Prices: Shanghai wins here on points. As a tourist destination, China in general is cheaper than Japan, and this is reflected also in the park admission, as well as in the price of hotels and meals, whether on or off property.

Overall, I'd say that on a straight comparison, Tokyo Disneyland beats Shanghai Disneyland. But give Shanghai Disneyland time, and it will have even more to offer. And already now, Shanghai Disneyland can still offer even die-hard Disney fans a full Disney experience.
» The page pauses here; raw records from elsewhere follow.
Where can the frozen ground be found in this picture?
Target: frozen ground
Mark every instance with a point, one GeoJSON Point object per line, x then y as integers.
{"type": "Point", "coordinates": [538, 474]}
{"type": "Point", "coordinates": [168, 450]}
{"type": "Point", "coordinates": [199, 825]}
Tokyo may beat Shanghai on points, but both are worth visiting!


----------



## OKW Lover

Just wanted to thank @pogo791 for a very nice comparison.  I may not agree with all the points but they are well made.


----------



## iheartglaciers

@pogo791 gave a great comparison . I thought Shanghai DL wins hands down over Tokyo DL, but Tokyo Disney Sea is not to be missed, it’s just so we’ll themed and unique.  Although my cousins who are die hard WDW fans didn’t like it because it wasn’t Disney enough.  But I was blown away by it.

I also thought it was really fun to see the Japanese culture in the amazing CMs and the fellow park visitors dressed up in matching outfits with their Duffy’s.  It makes the whole thing a really cool experience.


----------